Jak każdy prawdziwy wariat miewam swoje upory. Wczoraj na przykład konsultowaliśmy z Tomkiem pierwsze sceny komiksu o Sacco i Tomek próbował mi wyjaśnić, że przez pomyłkę lub celowo przestawiłem daty niektórych wydarzeń, tylko po to, żeby udowodnić pewną, tkwiącą mi w głowie hipotezę. Do tego jeszcze przestawiłem kolejność panowania papieży, ale to już naprawdę przez pomyłkę i pośpiech. No, ale jakoś się porozumieliśmy i początek mamy zaplanowany. No, ale miało być o obsesjach.
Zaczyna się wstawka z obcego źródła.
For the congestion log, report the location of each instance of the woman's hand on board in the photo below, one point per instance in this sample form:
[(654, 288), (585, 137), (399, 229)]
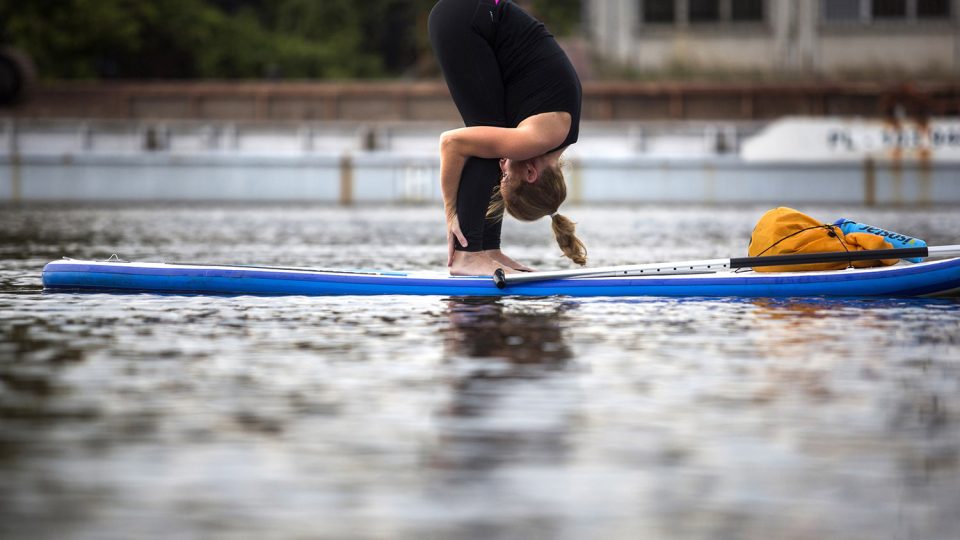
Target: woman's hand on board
[(453, 235)]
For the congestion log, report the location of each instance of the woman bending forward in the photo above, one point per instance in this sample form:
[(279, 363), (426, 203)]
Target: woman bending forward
[(519, 97)]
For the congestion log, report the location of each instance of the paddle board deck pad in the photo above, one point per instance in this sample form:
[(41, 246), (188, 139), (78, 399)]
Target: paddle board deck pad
[(935, 278)]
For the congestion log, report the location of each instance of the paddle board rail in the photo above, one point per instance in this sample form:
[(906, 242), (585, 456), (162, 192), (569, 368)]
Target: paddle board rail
[(903, 280)]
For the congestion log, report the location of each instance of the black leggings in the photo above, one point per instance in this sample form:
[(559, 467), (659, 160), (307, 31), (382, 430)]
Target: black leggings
[(461, 33)]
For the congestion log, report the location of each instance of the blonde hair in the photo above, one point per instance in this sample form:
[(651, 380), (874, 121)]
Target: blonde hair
[(532, 201)]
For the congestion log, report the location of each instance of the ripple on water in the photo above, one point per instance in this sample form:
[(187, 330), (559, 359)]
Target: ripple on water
[(382, 417)]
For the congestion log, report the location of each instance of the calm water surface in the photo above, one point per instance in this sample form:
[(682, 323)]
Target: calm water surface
[(140, 416)]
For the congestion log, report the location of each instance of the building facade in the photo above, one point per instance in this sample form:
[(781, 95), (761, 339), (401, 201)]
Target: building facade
[(861, 38)]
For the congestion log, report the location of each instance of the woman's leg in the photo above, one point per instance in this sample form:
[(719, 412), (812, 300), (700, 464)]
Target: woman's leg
[(460, 33)]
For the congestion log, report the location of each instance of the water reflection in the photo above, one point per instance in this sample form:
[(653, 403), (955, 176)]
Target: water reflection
[(512, 399)]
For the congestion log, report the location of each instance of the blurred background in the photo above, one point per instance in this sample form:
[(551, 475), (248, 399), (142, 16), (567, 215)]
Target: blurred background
[(705, 101)]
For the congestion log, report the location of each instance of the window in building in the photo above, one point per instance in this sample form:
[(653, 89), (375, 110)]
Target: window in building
[(746, 10), (929, 9), (704, 10), (841, 10), (889, 9), (658, 11)]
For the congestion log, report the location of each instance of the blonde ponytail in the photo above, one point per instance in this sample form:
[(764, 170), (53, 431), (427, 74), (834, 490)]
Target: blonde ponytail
[(564, 230), (530, 202)]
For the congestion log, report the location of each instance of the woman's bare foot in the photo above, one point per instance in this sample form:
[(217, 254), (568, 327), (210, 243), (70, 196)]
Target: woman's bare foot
[(506, 261), (466, 263)]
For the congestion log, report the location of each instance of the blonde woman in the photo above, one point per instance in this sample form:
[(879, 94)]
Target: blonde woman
[(520, 99)]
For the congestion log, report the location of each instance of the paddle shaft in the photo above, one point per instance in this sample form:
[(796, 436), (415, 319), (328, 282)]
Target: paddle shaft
[(713, 265)]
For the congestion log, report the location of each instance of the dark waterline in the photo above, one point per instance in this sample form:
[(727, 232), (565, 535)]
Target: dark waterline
[(163, 416)]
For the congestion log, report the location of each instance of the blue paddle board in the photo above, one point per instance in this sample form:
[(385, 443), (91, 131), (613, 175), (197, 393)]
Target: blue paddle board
[(935, 278)]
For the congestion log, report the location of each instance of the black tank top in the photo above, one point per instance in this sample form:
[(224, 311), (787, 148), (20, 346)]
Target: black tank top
[(537, 75)]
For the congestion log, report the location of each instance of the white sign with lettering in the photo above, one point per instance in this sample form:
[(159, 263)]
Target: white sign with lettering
[(855, 139)]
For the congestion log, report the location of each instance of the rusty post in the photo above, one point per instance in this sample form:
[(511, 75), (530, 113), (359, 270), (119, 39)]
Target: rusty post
[(346, 179)]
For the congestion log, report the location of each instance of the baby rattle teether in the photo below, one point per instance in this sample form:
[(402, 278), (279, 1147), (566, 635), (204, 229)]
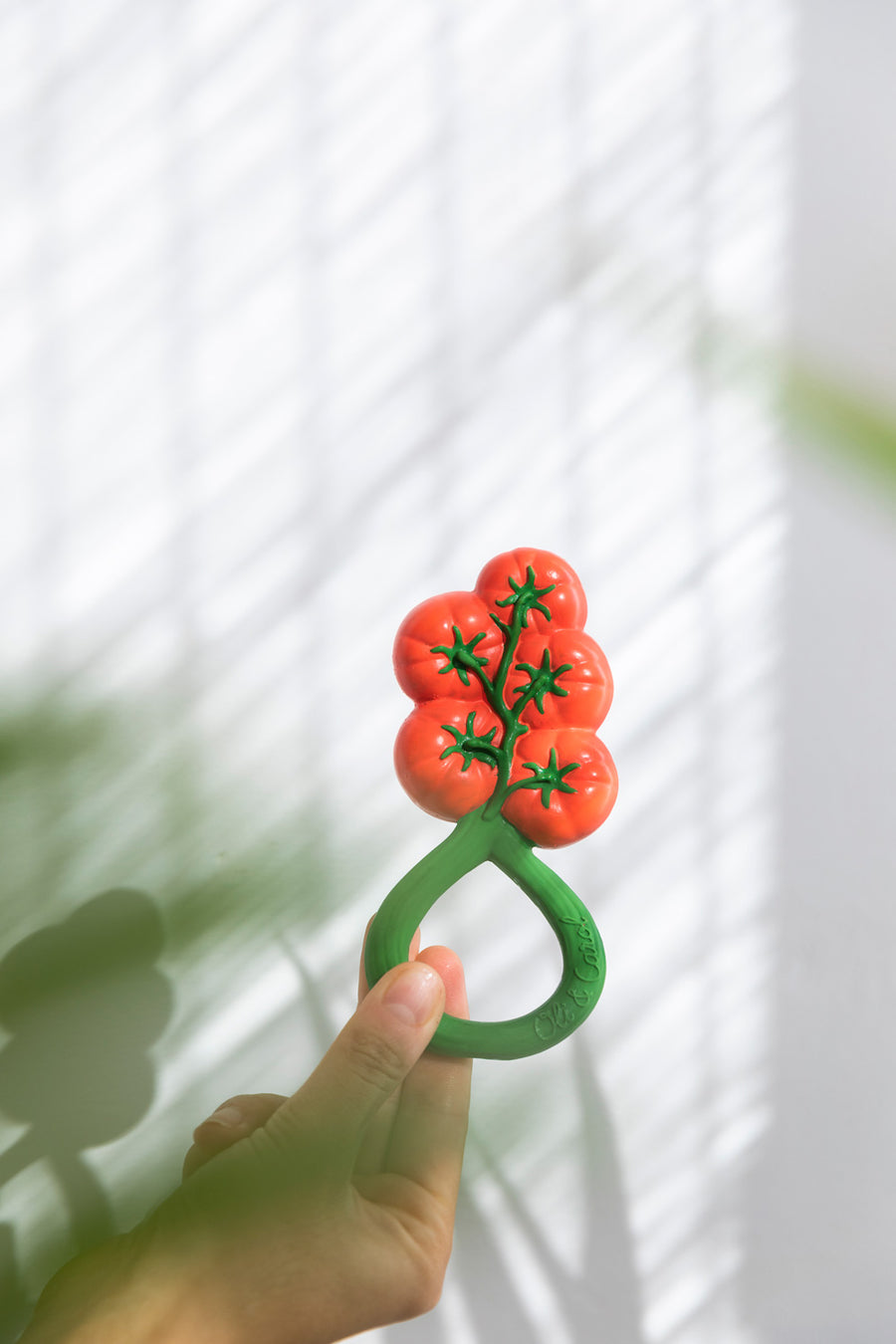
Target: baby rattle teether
[(508, 694)]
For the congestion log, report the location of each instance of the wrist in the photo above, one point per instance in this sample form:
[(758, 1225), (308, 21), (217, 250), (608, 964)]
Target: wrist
[(127, 1292)]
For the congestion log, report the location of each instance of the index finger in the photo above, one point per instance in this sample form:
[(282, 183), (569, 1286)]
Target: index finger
[(429, 1131)]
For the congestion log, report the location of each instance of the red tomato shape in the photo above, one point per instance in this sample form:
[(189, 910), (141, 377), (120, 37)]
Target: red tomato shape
[(438, 783), (588, 683), (567, 603), (425, 675), (568, 816)]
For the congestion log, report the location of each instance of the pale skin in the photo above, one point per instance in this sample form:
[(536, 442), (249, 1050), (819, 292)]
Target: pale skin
[(300, 1220)]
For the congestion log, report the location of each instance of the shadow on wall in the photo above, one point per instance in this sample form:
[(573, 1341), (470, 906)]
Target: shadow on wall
[(82, 1002)]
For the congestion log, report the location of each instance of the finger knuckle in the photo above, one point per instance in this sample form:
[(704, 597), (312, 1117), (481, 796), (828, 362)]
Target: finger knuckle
[(376, 1060)]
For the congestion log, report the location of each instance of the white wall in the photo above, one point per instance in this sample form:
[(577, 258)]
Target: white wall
[(305, 295), (821, 1201)]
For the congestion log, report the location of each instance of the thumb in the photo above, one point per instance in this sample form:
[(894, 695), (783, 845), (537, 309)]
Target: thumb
[(369, 1058)]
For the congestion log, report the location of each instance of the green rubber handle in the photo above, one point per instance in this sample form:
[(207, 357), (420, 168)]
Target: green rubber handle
[(476, 840)]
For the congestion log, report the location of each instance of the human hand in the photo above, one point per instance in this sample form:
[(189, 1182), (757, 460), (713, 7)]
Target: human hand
[(308, 1218)]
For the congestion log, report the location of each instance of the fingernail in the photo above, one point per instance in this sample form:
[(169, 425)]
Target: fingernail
[(414, 995), (226, 1116)]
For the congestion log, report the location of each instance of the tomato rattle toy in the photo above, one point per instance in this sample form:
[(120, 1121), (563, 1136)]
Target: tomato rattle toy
[(508, 694)]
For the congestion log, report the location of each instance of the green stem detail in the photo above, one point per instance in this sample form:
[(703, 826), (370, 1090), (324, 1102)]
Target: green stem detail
[(543, 680), (477, 839)]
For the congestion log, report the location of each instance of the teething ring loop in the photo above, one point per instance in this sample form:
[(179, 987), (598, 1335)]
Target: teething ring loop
[(473, 841)]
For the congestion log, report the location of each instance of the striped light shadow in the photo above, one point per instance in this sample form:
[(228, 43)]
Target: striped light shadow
[(387, 289)]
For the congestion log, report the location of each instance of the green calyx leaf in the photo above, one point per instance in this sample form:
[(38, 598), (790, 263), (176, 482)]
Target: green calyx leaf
[(526, 597), (543, 680), (549, 777), (461, 656), (470, 745)]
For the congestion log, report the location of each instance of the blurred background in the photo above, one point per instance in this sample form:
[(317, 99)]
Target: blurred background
[(307, 312)]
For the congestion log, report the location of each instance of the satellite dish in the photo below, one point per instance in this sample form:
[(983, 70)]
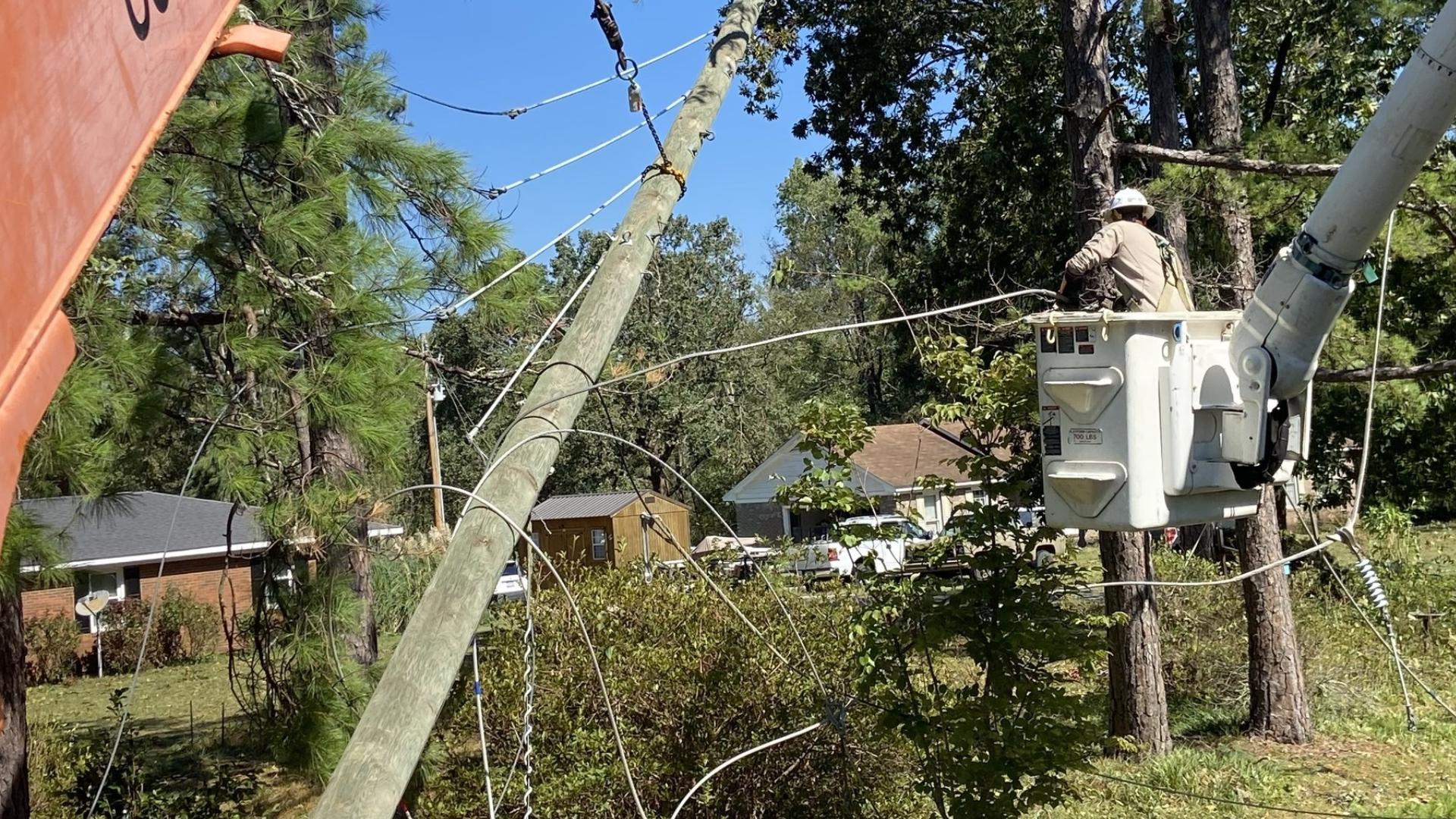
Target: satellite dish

Ludzie ich nie lubią, bo każdy ma swoje i nie ma żadnego sensu zanurzać się w cudzych. Ja na przykład lubię Tytusa, Romka i A’Tomka, uważam że postaci te ukształtowały całą epokę, a do tego jeszcze treści które za ich pomocą wkładano nam do głowy miały swoją wagę, były bardzo serio i wcale nie były żartobliwe czy infantylne. Dziś zaś, poprzez reklamę sklepów Media Markt, wszystko to się kończy i zamyka się pewna epoka. Oto Tytus, Romek i A’tomek, nie przenoszą się już w czasie, żeby spotkać Mikołaja Kopernika, nie ruszają zabytkom na odsiecz, ani nie wskakują do westernu. Tytus, Romek i A’tomek pracują w sklepie sieciowym na magazynie i wyciągają stamtąd różne pudła, po to, żeby je zachwalać klientom. To jest katastrofa, prawdziwa katastrofa w pop kulturze, której skutków nie jesteśmy jeszcze dziś w stanie przewidzieć. Ona ma charakter totalny, to znaczy Tytus w sklepie jest jednym tylko z jej objawów, bo są inne, na pierwszy rzut oka poważniejsze. Mnie jednak ta właśnie – zdegradowanie Tytusa i jego kolegów do roli popychaczy wózków w sklepie sieciowym boli szczególnie. To jest odzwierciedlenie tego co stało się w rzeczywistości, czyli degradacja kilkunastu roczników ludzi, mających jakieś niebanalne myśli i emocje do roli ciemnej masy. Tak to odbieram i nie chce być inaczej. Jeśli ktoś uważa, to to jest moja obsesja i szaleństwo, że w ogóle nie ma się czym przejmować, bo chodzi przecież tylko o jakąś tam książeczkę dla dorastających chłopców, niech lepiej da sobie spokój. Wszyscy wiemy jak jest.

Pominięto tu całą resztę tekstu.